The Company has formed an internal task force that is responsible for oversight of the Company’s implementation strategy for compliance with provisions of the new standard. The Company has also established a project management governance process to manage the implementation across affected disciplines. An external provider specializing in community bank loss driver and CECL reserving model design as well as other related consulting services has been retained, and we have begun to evaluate potential CECL modeling alternatives. As part of this process, the Company has determined potential loan pool segmentation and sub-segmentation under CECL, as well as begun to evaluate the key economic loss drivers for each segment. Further, the Company has begun developing internal controls around the CECL process, data, calculations and implementation. The Company presently plans to generate and evaluate model scenarios under CECL in tandem with its current reserving processes for interim and annual reporting periods during the second half of 2019. While the Company is currently unable to reasonably estimate the impact of adopting this new guidance, management expects the impact of adoption will be significantly influenced by the composition and quality of the Company’s loans as well as the economic conditions as of the date of adoption. The Company also anticipates significant changes to the processes and procedures for calculating the reserve for credit losses and continues to evaluate the potential impact on our consolidated financial statements.

FASB Accounting Standards Update (ASU) 2017-04 - Intangibles Goodwill and Other (Subtopic 350): Simplifying the Test for Goodwill Impairment, was issued January 2017. The provisions of the update eliminate the existing second step of the goodwill impairment test which provides for the allocation of reporting unit fair value among existing assets and liabilities, with the net leftover amount representing the implied fair value of goodwill. In replacement of the existing goodwill impairment rule, the update will provide that impairment should be recognized as the excess of any of the reporting unit’s goodwill over the fair value of the reporting unit. Under the provisions of this update, the amount of the impairment is limited to the carrying value of the reporting unit’s goodwill. For public business entities that are SEC filers, the amendments of the update will become effective in fiscal years beginning after December 15, 2019. The Company adopted ASU 2017-04 effective during the first quarter of 2019 and it did not have a material impact on the Company’s financial position, results of operations or cash flows.
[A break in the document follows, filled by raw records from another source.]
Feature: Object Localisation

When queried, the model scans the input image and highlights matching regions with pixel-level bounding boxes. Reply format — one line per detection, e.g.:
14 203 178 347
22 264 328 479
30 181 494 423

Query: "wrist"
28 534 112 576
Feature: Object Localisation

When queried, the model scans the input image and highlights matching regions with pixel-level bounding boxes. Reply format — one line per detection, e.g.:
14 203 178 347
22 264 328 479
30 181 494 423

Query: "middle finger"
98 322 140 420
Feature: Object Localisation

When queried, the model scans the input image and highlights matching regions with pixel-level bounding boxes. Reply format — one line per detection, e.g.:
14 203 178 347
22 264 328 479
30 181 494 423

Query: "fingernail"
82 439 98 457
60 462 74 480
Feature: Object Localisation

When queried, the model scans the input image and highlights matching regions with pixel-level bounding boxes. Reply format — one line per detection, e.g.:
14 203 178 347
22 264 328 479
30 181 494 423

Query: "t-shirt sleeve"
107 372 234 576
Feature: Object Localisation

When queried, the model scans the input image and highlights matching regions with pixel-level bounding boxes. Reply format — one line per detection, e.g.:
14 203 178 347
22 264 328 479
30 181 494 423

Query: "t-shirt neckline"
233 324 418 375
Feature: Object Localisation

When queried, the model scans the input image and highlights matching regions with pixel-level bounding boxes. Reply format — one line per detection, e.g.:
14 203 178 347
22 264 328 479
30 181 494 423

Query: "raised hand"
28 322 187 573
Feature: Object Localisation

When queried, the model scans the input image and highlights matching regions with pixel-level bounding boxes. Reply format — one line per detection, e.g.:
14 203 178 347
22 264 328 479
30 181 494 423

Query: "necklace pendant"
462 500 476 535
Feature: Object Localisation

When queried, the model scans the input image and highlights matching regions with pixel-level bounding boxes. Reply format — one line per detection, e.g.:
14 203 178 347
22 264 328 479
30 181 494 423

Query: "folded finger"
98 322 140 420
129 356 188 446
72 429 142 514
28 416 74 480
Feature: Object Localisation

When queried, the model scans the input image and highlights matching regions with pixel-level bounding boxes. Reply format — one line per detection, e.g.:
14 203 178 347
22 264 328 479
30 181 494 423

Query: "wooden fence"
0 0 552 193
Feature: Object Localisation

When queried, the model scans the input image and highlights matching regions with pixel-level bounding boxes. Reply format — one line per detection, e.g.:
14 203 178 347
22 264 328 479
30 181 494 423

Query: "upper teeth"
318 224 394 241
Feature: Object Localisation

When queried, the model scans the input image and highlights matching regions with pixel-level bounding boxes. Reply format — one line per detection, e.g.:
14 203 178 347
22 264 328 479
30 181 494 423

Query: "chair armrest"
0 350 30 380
FASB Accounting Standards Update (ASU) 2017-08 - Receivables - Nonrefundable Fees and Other Costs (Subtopic 310-20): Premium Amortization on Purchased Callable Debt Securities, was issued March 2017. The provisions of the update require premiums recognized upon the purchase of callable debt securities to be amortized to the earliest call date in order to avoid losses recognized upon call. For public business entities that are SEC filers, the amendments of the update become effective in fiscal years beginning after December 15, 2018. The Company adopted this ASU effective January 1, 2019 and it did not have a material impact on the Company’s financial position, results of operations or cash flows.

FASB Accounting Standards Update (ASU) 2018-13 - Fair Value Measurement (Subtopic 820): Disclosure Framework - Changes to the Disclosure Requirements for Fair Value Measurement, was issued August 2018. The primary focus of ASU 2018-13 is to improve the effectiveness of the disclosure requirements for fair value measurements. The changes affect all companies that are required to include fair value measurement disclosures. In general, the amendments in ASU 2018-13 are effective for all entities for fiscal years and interim periods within those fiscal years, beginning after December 15, 2019. An entity is permitted to early adopt the removed or modified disclosures upon the issuance of ASU 2018-13 and may delay adoption of the additional disclosures, which are required for public companies only, until their effective date. Management is currently evaluating the impact these changes will have on the Company’s consolidated financial statements and disclosures.